Dr. Pascual and his team have published two more manuscripts, one that I briefly mentioned in our summer post “Maintenance of pig brain function under extracorporeal pulsatile circulatory control (EPCC)”. This publication talks about the use of the pig model and how they were able to separate the brain circulation from the rest of the body. This approach enabled them to study neural activity and its circulatory system independently of most of the rest of the organism. Their aim is to be able to establish a pig model to study Glut1 Deficiency due to the similarities between the brain of pigs and humans.

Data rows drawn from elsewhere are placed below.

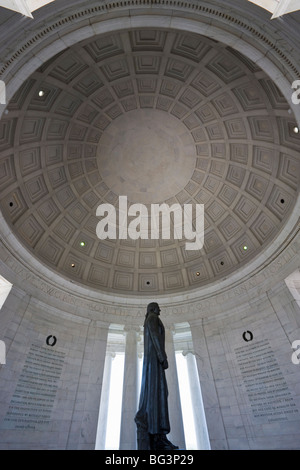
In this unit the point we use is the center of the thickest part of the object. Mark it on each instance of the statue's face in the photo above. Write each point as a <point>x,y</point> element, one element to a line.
<point>157,309</point>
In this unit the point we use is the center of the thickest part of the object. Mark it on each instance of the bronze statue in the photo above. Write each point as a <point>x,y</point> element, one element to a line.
<point>152,418</point>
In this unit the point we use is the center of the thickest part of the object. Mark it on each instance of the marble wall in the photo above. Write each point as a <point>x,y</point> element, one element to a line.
<point>51,383</point>
<point>249,383</point>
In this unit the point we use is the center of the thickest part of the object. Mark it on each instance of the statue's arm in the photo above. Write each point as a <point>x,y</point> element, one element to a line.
<point>154,334</point>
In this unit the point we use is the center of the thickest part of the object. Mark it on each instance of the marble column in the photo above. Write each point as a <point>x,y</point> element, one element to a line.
<point>103,413</point>
<point>176,435</point>
<point>197,403</point>
<point>129,401</point>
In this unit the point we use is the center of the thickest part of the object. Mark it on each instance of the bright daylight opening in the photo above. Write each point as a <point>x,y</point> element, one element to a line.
<point>5,288</point>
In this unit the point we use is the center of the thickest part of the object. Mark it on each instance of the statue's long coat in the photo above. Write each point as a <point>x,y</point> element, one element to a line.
<point>153,413</point>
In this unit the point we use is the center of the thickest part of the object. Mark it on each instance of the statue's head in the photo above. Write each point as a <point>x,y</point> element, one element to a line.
<point>153,307</point>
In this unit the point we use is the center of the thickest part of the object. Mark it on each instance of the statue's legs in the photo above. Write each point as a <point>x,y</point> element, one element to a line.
<point>160,442</point>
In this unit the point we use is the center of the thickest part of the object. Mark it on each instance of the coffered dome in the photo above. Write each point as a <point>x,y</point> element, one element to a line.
<point>157,116</point>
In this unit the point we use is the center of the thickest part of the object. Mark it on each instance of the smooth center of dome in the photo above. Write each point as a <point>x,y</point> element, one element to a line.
<point>147,155</point>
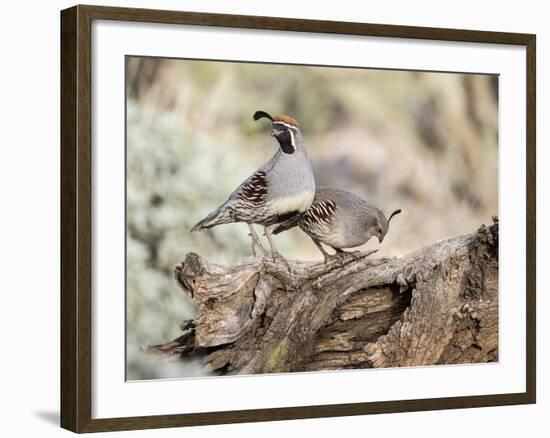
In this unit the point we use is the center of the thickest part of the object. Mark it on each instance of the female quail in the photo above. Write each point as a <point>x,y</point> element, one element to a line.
<point>340,220</point>
<point>282,188</point>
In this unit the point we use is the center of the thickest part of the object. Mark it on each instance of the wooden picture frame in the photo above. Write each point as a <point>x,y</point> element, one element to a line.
<point>76,217</point>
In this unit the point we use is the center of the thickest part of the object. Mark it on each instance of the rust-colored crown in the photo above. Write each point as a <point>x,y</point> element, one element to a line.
<point>286,119</point>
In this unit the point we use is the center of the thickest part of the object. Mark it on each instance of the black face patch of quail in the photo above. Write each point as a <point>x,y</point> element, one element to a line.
<point>255,190</point>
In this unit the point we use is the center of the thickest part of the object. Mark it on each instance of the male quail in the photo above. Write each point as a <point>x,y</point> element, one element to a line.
<point>340,220</point>
<point>279,190</point>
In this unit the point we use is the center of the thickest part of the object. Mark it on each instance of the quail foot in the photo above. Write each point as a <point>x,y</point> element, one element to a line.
<point>339,219</point>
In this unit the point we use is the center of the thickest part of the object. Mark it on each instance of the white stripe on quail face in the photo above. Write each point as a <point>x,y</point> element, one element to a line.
<point>297,202</point>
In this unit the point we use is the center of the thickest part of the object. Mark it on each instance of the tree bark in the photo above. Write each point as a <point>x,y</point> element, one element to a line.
<point>437,305</point>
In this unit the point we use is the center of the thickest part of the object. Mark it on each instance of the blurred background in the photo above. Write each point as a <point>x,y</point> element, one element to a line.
<point>423,142</point>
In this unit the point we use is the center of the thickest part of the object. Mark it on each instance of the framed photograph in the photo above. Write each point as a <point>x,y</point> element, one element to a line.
<point>267,218</point>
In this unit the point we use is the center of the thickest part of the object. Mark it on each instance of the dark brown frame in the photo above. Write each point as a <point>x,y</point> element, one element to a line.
<point>76,222</point>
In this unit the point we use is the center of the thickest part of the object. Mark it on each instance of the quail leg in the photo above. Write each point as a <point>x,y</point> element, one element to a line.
<point>326,255</point>
<point>255,240</point>
<point>357,255</point>
<point>274,253</point>
<point>341,253</point>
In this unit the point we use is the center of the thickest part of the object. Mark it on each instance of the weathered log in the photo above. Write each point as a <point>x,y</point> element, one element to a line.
<point>438,305</point>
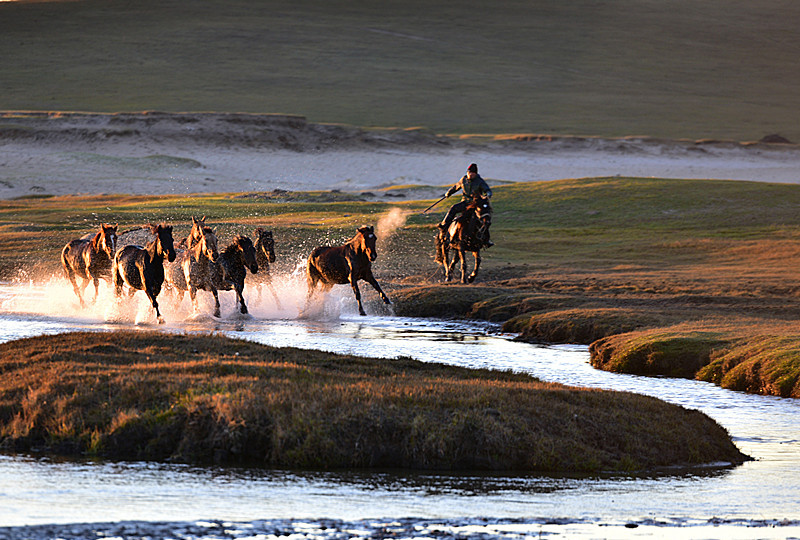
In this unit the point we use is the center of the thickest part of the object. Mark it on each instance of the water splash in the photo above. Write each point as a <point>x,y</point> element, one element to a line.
<point>390,222</point>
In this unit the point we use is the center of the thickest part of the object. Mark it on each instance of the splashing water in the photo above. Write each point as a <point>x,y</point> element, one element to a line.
<point>392,220</point>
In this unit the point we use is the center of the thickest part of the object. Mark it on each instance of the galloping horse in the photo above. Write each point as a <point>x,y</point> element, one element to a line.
<point>143,268</point>
<point>466,233</point>
<point>193,267</point>
<point>345,264</point>
<point>90,259</point>
<point>230,271</point>
<point>265,254</point>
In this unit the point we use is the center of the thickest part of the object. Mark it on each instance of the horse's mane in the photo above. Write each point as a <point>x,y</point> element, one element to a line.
<point>233,246</point>
<point>96,240</point>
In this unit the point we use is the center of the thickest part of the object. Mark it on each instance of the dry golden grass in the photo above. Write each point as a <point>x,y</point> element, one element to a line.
<point>575,260</point>
<point>141,395</point>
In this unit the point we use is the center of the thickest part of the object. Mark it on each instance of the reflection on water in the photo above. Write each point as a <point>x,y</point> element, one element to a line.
<point>46,491</point>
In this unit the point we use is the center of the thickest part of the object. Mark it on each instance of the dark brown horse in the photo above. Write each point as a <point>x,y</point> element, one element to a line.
<point>90,258</point>
<point>265,254</point>
<point>234,261</point>
<point>142,268</point>
<point>468,233</point>
<point>193,267</point>
<point>345,264</point>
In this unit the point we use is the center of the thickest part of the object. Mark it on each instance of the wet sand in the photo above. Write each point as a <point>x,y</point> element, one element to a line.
<point>160,153</point>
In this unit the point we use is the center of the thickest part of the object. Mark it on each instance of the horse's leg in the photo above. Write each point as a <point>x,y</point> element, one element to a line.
<point>474,274</point>
<point>216,302</point>
<point>312,279</point>
<point>116,279</point>
<point>452,266</point>
<point>71,276</point>
<point>155,306</point>
<point>273,291</point>
<point>96,281</point>
<point>354,284</point>
<point>240,298</point>
<point>462,257</point>
<point>369,278</point>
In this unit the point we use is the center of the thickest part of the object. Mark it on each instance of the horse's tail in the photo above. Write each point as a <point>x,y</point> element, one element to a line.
<point>441,248</point>
<point>65,264</point>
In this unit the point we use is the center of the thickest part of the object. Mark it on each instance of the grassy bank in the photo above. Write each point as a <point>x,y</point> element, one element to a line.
<point>717,69</point>
<point>685,278</point>
<point>209,399</point>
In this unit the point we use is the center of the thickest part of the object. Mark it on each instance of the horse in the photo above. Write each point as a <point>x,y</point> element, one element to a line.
<point>332,265</point>
<point>90,258</point>
<point>466,233</point>
<point>229,272</point>
<point>142,268</point>
<point>193,266</point>
<point>265,254</point>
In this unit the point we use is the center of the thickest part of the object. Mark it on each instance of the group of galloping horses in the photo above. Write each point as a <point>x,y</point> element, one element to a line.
<point>196,263</point>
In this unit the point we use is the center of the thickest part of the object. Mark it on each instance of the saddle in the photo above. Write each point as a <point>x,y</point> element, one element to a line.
<point>480,236</point>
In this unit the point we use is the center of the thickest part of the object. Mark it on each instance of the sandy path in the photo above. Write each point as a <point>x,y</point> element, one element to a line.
<point>202,153</point>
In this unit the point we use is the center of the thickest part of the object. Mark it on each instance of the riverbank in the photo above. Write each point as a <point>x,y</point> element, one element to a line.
<point>152,153</point>
<point>210,399</point>
<point>691,278</point>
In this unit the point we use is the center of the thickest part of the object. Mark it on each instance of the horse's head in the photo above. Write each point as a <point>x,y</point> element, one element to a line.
<point>245,245</point>
<point>106,240</point>
<point>207,244</point>
<point>197,231</point>
<point>483,210</point>
<point>165,245</point>
<point>366,242</point>
<point>265,244</point>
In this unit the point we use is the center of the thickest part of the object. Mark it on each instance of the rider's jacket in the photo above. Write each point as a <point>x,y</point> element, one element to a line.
<point>471,188</point>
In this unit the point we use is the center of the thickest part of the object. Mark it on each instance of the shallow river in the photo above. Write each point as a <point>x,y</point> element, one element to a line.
<point>760,499</point>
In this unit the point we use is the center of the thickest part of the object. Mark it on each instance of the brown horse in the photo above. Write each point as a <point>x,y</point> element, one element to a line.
<point>265,254</point>
<point>345,264</point>
<point>193,266</point>
<point>90,258</point>
<point>230,271</point>
<point>143,268</point>
<point>469,232</point>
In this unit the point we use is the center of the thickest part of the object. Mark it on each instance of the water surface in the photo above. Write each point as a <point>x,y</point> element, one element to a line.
<point>696,503</point>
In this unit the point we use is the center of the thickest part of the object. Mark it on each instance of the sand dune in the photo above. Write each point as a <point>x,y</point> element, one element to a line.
<point>162,153</point>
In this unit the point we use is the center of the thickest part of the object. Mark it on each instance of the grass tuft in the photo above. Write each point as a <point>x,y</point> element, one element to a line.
<point>155,396</point>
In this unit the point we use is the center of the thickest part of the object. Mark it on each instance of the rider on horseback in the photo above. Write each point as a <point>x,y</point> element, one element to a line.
<point>473,187</point>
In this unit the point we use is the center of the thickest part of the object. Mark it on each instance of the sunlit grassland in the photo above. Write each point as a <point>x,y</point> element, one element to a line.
<point>210,399</point>
<point>628,259</point>
<point>718,68</point>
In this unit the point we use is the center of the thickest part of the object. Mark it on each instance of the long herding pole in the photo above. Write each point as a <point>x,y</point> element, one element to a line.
<point>434,204</point>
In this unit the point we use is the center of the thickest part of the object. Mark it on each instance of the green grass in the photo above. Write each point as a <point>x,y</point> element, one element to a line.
<point>210,399</point>
<point>714,69</point>
<point>628,259</point>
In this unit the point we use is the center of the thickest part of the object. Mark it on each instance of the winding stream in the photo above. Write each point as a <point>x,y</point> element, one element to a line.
<point>757,499</point>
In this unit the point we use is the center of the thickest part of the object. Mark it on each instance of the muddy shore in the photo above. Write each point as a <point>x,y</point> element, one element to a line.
<point>165,153</point>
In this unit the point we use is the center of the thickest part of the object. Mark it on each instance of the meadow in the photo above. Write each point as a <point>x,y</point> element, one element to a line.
<point>685,278</point>
<point>722,69</point>
<point>138,395</point>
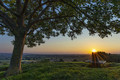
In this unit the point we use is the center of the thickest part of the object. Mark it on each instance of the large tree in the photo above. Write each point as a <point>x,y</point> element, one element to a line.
<point>30,21</point>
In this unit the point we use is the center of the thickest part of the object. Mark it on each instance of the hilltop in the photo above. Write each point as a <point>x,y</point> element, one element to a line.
<point>65,71</point>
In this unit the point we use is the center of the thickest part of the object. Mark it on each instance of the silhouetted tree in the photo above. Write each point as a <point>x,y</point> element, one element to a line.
<point>30,21</point>
<point>61,60</point>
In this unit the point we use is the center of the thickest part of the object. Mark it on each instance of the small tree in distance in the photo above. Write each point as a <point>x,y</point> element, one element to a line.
<point>30,21</point>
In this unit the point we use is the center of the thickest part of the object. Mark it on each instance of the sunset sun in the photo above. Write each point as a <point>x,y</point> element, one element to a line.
<point>94,50</point>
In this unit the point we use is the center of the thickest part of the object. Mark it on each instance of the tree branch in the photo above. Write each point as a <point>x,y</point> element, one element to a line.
<point>48,18</point>
<point>1,3</point>
<point>8,21</point>
<point>25,6</point>
<point>18,6</point>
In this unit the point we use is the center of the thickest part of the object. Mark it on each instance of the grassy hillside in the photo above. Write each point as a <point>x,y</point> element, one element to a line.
<point>64,71</point>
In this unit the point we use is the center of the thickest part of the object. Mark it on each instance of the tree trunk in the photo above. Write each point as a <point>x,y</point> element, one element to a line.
<point>15,63</point>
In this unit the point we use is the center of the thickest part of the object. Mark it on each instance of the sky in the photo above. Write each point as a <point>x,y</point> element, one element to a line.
<point>64,45</point>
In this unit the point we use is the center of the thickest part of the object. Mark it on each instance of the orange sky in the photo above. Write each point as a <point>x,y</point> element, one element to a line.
<point>83,44</point>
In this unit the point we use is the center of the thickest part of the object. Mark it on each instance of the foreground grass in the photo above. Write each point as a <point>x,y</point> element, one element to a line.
<point>64,71</point>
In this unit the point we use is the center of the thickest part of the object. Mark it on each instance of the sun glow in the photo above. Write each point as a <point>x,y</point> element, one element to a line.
<point>94,50</point>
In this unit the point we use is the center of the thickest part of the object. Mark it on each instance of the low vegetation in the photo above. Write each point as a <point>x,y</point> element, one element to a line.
<point>64,71</point>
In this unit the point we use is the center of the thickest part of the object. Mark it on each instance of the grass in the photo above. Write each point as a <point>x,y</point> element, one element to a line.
<point>65,71</point>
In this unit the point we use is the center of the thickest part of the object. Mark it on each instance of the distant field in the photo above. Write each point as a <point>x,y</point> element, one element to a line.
<point>65,71</point>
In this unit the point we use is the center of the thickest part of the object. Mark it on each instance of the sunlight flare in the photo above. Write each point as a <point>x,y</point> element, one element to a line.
<point>94,50</point>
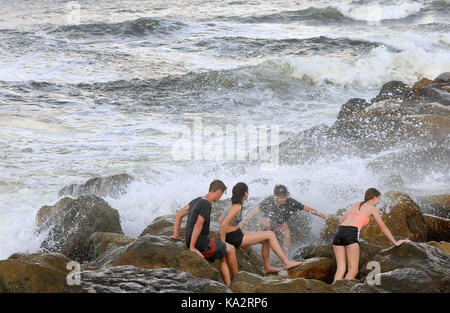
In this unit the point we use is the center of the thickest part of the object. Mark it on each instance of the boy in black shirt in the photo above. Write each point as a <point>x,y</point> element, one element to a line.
<point>277,211</point>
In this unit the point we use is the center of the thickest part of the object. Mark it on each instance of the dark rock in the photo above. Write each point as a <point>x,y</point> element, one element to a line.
<point>418,256</point>
<point>251,283</point>
<point>404,280</point>
<point>101,242</point>
<point>442,78</point>
<point>34,273</point>
<point>70,229</point>
<point>439,96</point>
<point>351,107</point>
<point>131,279</point>
<point>47,211</point>
<point>153,252</point>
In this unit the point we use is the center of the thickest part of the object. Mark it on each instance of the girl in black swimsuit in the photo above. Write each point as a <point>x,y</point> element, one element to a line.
<point>232,233</point>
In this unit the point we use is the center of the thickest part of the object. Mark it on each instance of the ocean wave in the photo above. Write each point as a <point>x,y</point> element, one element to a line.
<point>138,27</point>
<point>371,70</point>
<point>374,12</point>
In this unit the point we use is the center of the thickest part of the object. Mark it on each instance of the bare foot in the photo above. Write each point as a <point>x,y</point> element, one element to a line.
<point>292,264</point>
<point>272,270</point>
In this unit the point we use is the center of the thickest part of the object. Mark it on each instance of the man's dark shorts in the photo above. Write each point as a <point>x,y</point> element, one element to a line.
<point>217,250</point>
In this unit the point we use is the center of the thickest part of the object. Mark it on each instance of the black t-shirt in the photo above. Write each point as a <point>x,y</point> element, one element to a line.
<point>279,214</point>
<point>199,206</point>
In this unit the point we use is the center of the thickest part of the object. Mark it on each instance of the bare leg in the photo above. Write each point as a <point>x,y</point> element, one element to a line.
<point>286,238</point>
<point>341,262</point>
<point>225,272</point>
<point>231,259</point>
<point>352,260</point>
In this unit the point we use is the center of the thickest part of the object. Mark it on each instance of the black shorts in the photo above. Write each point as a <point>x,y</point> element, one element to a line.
<point>235,237</point>
<point>346,235</point>
<point>217,250</point>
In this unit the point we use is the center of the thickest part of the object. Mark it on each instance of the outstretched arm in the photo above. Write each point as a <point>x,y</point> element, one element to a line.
<point>195,234</point>
<point>225,226</point>
<point>178,219</point>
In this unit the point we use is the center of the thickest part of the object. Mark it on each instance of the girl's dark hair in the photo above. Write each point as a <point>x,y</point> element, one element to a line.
<point>239,191</point>
<point>369,195</point>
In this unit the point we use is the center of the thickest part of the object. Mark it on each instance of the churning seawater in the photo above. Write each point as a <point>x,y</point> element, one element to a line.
<point>94,88</point>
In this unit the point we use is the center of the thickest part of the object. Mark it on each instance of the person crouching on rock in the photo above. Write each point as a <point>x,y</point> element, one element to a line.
<point>232,233</point>
<point>277,211</point>
<point>346,239</point>
<point>197,231</point>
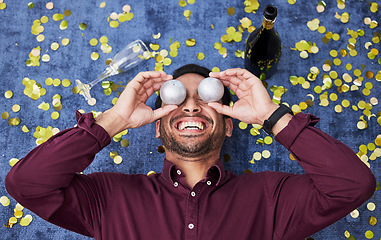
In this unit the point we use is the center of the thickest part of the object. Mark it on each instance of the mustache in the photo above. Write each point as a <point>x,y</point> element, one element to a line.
<point>209,120</point>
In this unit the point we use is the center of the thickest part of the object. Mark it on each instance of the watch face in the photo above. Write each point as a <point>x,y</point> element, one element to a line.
<point>267,126</point>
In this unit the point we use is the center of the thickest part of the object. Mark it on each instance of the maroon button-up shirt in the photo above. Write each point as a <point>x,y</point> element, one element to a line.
<point>264,205</point>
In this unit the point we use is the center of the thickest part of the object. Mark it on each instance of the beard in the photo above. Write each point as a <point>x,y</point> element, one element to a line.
<point>191,147</point>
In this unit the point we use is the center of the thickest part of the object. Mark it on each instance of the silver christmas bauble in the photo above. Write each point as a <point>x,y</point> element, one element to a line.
<point>211,89</point>
<point>173,92</point>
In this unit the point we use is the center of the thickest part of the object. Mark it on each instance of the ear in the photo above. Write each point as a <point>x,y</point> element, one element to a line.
<point>157,128</point>
<point>229,126</point>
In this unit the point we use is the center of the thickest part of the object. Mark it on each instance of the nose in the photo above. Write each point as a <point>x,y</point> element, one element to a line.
<point>191,105</point>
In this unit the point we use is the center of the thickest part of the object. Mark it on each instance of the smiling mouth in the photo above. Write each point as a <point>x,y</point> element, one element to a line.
<point>191,123</point>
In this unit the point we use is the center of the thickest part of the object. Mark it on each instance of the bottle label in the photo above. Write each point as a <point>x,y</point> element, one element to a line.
<point>267,24</point>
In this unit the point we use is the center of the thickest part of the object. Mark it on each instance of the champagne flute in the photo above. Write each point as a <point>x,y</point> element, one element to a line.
<point>134,53</point>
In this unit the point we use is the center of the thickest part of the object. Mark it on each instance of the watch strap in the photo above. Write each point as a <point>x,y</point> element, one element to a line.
<point>274,118</point>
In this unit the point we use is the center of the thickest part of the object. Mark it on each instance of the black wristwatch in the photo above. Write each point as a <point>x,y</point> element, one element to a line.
<point>274,118</point>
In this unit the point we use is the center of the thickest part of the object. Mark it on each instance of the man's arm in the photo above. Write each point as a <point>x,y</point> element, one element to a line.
<point>47,182</point>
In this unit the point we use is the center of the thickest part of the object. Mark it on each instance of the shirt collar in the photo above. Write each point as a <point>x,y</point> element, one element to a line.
<point>215,173</point>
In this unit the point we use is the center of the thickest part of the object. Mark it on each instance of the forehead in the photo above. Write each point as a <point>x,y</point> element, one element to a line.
<point>191,80</point>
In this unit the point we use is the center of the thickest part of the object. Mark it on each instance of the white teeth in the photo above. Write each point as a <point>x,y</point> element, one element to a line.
<point>191,125</point>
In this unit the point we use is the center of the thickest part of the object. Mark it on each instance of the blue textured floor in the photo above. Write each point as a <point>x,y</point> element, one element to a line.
<point>166,17</point>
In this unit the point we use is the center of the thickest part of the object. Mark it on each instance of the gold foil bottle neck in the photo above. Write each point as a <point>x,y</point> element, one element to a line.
<point>268,24</point>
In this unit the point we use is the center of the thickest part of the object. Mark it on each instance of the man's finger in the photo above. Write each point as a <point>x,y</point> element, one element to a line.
<point>222,109</point>
<point>163,111</point>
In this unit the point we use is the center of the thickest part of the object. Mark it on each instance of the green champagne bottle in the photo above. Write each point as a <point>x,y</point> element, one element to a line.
<point>263,46</point>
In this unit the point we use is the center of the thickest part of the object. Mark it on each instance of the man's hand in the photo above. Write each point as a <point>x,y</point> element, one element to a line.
<point>254,104</point>
<point>131,110</point>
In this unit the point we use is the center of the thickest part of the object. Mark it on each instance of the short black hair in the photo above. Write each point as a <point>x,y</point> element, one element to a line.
<point>193,68</point>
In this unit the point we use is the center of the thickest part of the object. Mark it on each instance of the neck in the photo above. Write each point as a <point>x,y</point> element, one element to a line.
<point>195,169</point>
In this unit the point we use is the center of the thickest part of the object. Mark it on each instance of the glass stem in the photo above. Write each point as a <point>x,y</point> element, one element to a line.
<point>106,73</point>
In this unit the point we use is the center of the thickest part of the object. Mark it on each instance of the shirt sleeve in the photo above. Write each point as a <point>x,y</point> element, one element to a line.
<point>47,180</point>
<point>335,182</point>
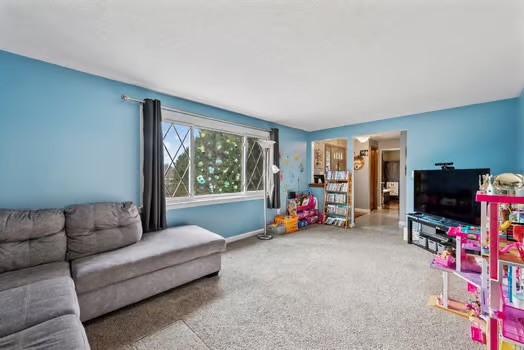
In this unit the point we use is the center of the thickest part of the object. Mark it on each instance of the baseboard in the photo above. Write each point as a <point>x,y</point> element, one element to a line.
<point>243,236</point>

The last publication is “Impoverished Conceptions of Gene Causation and Therapy in Developmental Neurology”. This manuscript talks about the use of gene therapy to treat developmental neurological disorders. The authors analyzed recent examples of unusual or unexpected issues that occurred in the course of treatment of developmental neurological disorders. 

My take home message is that in an organism, changes in the DNA do not necessarily lead to a genetic disorder. If changes in the DNA lead to a defect on a protein and the protein-protein interactions are affected as well, this could possibly lead to a disorder. When thinking about gene therapy it’s important to think about all the other possible things that could be playing a role in a disease. Other things implicated could be other genes, proteins produced by those genes, how proteins interact with each other, how genes and proteins interact with each other and even how environmental factors can influence the expression of genes or the interactions.

At the end of the publication the authors offer a list of questions which answers could help to guide and determine the feasibility to establish gene therapy for developmental neurological disorders.We thank Dr. Pascual, his team and his collaborators for all the hard work and insightful publications, and for helping our community in so many ways!